It’s automagic

18 08 2008

Walking into a grocery store behind my dad not long ago, I remember laughing as he stepped on the rubber mat in front of the door and as it slid open he proclaimed with mock surprise, “It’s automagic!” From one space into the next – with nothing more than a foot fall – a door whooshes open and we’re in.  

Now here we are standing in front of another door with our full weight on the welcome mat and that door seems stuck.  This business of dying is quite tricky.  I’m getting familiar with the signs and sounds accompanying the process but it’s not over till it’s over.  I am still having a hard time realizing that it was exactly a week ago today that hospice came for the assessment interview and by this time I had meds in hand and he had oxygen.  Reading and re-reading the little blue book that tells me what this process looks like I find myself becoming impatient now because I’ve been living it for over a year.  So many times in my drive back to Michigan I’ve spent that travel time thinking of what this reality would be like.   Now I’m here and I’m ready for the next thing.  Seriously.
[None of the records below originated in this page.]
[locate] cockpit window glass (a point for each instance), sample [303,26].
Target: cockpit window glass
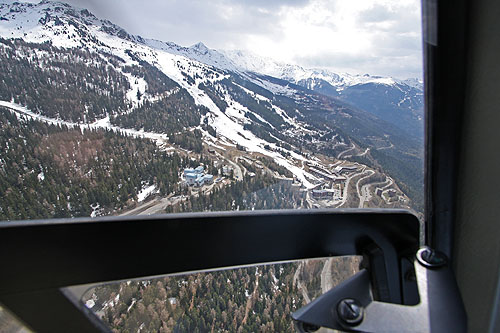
[126,108]
[254,299]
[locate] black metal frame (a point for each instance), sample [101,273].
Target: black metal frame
[41,257]
[444,33]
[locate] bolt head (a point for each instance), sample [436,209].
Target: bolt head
[350,311]
[431,258]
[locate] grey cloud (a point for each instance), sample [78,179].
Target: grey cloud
[224,24]
[378,13]
[187,22]
[399,66]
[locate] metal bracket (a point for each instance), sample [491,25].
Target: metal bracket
[351,307]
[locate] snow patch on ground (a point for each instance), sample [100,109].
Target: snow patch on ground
[99,124]
[146,192]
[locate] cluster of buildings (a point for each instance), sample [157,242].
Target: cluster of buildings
[197,176]
[326,194]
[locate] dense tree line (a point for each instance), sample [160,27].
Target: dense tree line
[188,140]
[52,171]
[224,301]
[157,81]
[71,84]
[261,191]
[167,115]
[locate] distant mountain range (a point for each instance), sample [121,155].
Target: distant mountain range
[282,111]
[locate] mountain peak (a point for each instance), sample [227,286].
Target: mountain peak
[200,47]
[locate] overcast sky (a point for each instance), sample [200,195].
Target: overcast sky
[380,37]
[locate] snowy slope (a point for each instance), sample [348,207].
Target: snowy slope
[69,27]
[247,61]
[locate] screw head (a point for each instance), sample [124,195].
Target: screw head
[431,258]
[350,311]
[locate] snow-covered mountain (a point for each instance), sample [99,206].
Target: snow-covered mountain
[120,81]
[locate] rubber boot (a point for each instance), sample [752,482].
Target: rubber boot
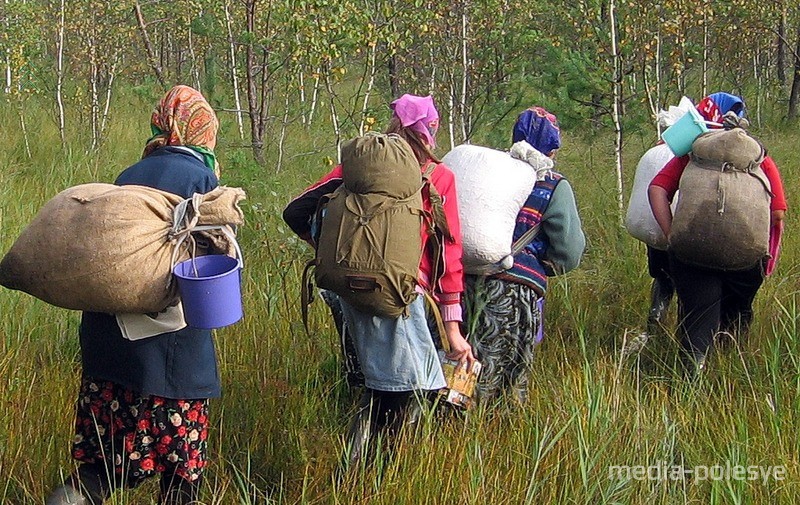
[88,485]
[661,293]
[360,434]
[178,491]
[66,494]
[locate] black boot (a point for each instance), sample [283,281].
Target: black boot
[88,485]
[360,436]
[661,293]
[178,491]
[66,494]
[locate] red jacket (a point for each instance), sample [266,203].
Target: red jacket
[300,210]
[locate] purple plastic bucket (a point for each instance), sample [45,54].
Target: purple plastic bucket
[211,290]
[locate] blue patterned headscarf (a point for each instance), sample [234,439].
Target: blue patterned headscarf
[538,128]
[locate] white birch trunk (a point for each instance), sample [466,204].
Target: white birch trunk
[301,83]
[112,73]
[368,92]
[284,124]
[334,116]
[617,85]
[465,73]
[451,113]
[21,113]
[194,70]
[60,74]
[705,48]
[95,96]
[314,97]
[234,74]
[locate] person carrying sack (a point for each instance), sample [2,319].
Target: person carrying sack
[712,108]
[398,355]
[716,297]
[504,310]
[146,379]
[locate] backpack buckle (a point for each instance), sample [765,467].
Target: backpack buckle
[362,283]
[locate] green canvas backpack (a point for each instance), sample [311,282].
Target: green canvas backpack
[370,240]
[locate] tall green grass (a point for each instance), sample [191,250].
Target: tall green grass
[276,434]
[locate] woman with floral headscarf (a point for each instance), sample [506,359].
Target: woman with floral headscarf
[398,357]
[142,409]
[714,304]
[504,310]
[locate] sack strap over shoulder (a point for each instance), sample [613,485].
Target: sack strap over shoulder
[439,217]
[437,316]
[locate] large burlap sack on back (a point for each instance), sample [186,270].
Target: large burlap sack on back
[639,219]
[722,218]
[734,147]
[106,248]
[492,187]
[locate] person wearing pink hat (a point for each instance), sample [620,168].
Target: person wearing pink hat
[399,357]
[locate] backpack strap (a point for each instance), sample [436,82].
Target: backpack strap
[433,307]
[439,217]
[439,230]
[307,292]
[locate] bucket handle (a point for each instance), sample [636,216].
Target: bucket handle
[229,234]
[225,230]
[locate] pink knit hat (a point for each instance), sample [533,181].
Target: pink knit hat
[419,114]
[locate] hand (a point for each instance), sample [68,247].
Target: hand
[460,350]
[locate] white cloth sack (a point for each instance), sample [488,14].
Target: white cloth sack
[639,220]
[492,187]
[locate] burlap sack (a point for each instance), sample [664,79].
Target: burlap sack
[722,217]
[734,147]
[106,248]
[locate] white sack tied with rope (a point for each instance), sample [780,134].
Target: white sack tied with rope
[492,187]
[104,248]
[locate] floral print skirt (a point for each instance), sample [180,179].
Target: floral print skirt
[139,436]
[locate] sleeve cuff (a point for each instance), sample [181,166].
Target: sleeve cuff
[451,311]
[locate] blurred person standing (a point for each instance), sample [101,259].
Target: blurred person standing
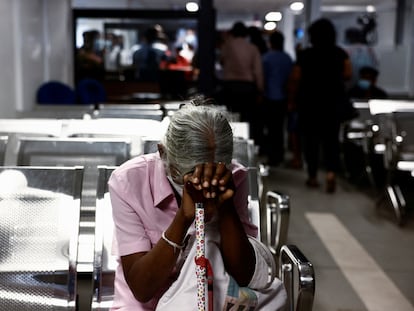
[318,89]
[360,53]
[242,72]
[277,67]
[366,86]
[148,57]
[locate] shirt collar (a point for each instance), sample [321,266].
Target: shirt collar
[160,184]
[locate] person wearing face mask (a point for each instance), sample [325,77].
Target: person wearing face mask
[365,87]
[154,212]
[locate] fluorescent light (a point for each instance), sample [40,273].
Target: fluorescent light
[269,26]
[273,16]
[191,6]
[297,6]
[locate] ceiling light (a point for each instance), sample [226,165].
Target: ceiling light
[370,8]
[191,6]
[273,16]
[269,26]
[297,6]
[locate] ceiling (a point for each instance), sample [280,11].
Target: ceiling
[234,7]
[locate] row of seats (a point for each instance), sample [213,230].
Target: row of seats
[384,133]
[74,167]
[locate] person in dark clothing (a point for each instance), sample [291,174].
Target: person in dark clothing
[318,88]
[277,66]
[366,87]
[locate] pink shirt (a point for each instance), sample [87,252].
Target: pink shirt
[143,205]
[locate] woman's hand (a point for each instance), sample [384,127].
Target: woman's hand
[210,184]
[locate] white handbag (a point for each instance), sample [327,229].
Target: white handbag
[266,293]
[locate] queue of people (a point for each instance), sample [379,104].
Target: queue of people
[296,104]
[154,196]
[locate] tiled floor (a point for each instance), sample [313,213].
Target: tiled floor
[363,260]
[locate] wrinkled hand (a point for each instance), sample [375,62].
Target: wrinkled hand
[210,184]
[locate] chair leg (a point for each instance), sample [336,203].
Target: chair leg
[398,202]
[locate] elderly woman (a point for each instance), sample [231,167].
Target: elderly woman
[154,212]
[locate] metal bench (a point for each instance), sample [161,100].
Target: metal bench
[298,276]
[39,223]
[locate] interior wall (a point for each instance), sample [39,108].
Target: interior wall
[7,60]
[36,47]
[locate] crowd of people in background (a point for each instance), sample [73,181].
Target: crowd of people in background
[293,102]
[290,101]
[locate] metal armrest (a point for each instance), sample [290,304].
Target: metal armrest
[277,219]
[293,262]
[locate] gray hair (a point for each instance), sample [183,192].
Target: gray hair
[197,133]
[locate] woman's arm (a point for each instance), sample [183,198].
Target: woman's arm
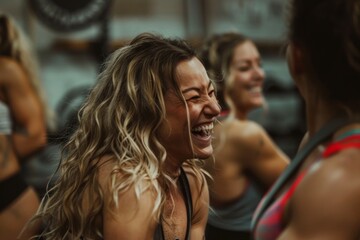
[259,154]
[27,113]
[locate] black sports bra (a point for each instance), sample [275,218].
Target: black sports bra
[185,188]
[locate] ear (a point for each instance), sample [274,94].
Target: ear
[295,59]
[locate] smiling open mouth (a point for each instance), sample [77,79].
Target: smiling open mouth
[203,131]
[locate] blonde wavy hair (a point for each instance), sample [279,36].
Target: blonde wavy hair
[120,118]
[14,44]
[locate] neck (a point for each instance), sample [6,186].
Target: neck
[172,168]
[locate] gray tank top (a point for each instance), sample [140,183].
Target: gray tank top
[237,216]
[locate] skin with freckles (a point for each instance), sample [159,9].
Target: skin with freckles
[150,115]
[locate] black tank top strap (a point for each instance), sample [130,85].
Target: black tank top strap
[185,189]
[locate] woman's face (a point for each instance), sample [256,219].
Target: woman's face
[188,135]
[244,85]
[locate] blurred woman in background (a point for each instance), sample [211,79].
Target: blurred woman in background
[246,161]
[318,195]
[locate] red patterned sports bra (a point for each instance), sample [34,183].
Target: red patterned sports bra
[270,225]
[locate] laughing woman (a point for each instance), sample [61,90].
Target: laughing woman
[247,162]
[130,169]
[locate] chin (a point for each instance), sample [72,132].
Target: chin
[204,153]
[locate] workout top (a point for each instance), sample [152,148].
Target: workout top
[5,122]
[270,225]
[185,188]
[237,216]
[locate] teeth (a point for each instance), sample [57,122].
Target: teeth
[207,129]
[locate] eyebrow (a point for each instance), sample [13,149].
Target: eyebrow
[195,88]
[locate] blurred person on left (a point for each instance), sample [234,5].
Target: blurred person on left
[23,134]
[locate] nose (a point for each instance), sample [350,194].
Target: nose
[212,108]
[259,73]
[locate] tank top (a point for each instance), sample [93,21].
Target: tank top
[237,216]
[5,120]
[185,188]
[270,225]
You’d think I had enough experience with process that I’d learned a thing or two – but apparently not. When my young family first left for Spain in 1983 there were lots of things involved in the passage.  Months of sorting, buying, wondering what we’d need there, what I should take from here – the babies were small, one just barely two years old and the other 7 months…I kept trying to imagine my life here transported to a country I knew relatively little about and imagine myself living there.  Packing up all our belongings and learning my way around phone conversations that dealt with shipping methods, customs papers, inventories, etc.  But that wasn’t the only thing I had to do to get us moved from one place to the other.

There were the dreaded good-byes.  At that point, I knew these separations could mean four years until my parents saw their grandkids again.  It was breaking my heart.  All the little things that they wouldn’t be a part of and would only live through letters…again this was pre-technology iChat, email, skype, and other instant goodies.  Farewell gatherings were exhausting as I felt like I had already stepped through the door but I didn’t fit with all the people hanging on to my ankles holding me back.  I barely had any more tears left because in my mind – I’d moved on and was living with an adreline rush of anticipation to get on to the next thing so I could get my family settled.

Looking back on all of that now – I’d say it took nothing short of a year or two really before things felt normal. What I thought it was going to be and what it turned out to be were two very different thing. It wasn’t just about getting across the Atlantic Ocean part done – it was the journey of doing it all- that made it what it was.  

So I am in this waiting space and I don’t like it much.  I’m projecting ahead and trying to be prepared – wondering how long I’ll be in this spot that seems like the pneumatics on the door quit working.  Will it be in a space when no one else in the room?  Will we all be there?  Will there be words or just mumblings from a hallucination?  Will it be sacred or ordinary?  The threshold is close enough to touch but the door won’t open.  There is no way of knowing what moment in time that is reserved for Billy’s foot fall to be the final “open sesame” – but I know that there are things for me to learn while we wait.